Employers must help millennials manage the high expectations placed on them at work

HR professionals and businesses must “look after” young recruits if they want to retain talent and avoid millennials job-hopping, a young entrepreneur has suggested.

Founder of business skills organisation Supa Academy, Bejay Mulenga made the comments after research found 58% of 18- to 36-year-old workers are thinking about their next job opportunity.

The study published by recruitment platform Monster and YouGov found 26% of millennials are planning to leave their job within the next six months. In the 18- to 36-year-old age group (446 of the 1,005 respondents) almost a third (30%) had searched for a new job in the past month, while more than a quarter (28%) plan to look in the near future. This was despite 67% saying they feel satisfied in their job.

“There’s a clear divide in my generation. Some people are feeling lost,” Mulenga said at the research launch event. He described how young people in a first job, who had potentially moved to a city to take up a role, need help from professionals to understand the world of work. “There needs to be a check-in process. Look after them,” he urged.

Mulenga added: “Why are young people job-hopping? Why are they not committing? They have grown up in the midst of lots of change – social, political, technological. Sometimes they just don’t have a choice; they have to pick stuff up before moving to do things they really believe in.”

In Monster’s research almost a quarter of millennials (22%) were unsure what kind of employer they want to work for. But around half (47%) said the values of a business are important.

Eight in 10 (80%) respondents said they want to work for an organisation that values loyalty, and where they feel they could make a difference.

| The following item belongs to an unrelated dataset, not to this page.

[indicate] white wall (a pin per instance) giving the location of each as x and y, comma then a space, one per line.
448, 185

Meanwhile, seven in 10 (70%) want to work somewhere with a powerful social and environmental conscience.

Monster European consumer marketing director Sinead Bunting said the cohort faced a “cultural rub” of “high expectations coupled with a sense of not being in the right career". “Millennials get more job offers than any other group as they are applying for so many,” she explained.

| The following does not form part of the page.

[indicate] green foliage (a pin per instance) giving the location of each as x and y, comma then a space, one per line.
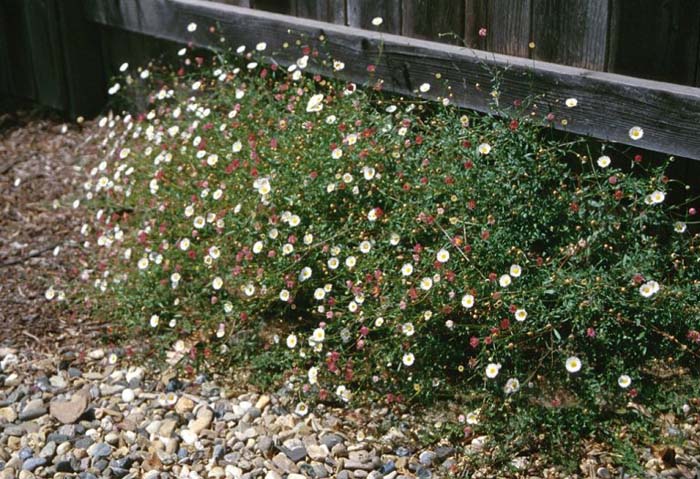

Monster UK & Ireland managing director Andy Sumner said it's important that businesses understand what millennials want in a role.

He added that despite the UK’s recent vote to leave the EU challenges in the recruitment market haven't changed. “The Brexit impact is not as cataclysmic as some expected,” he stated. “There is unlikely to be a material impact on the recruitment market to the extent many might have feared. The dynamics are unlikely to materially change, so the challenges remain the same; including how to attract and retain millennial talent.”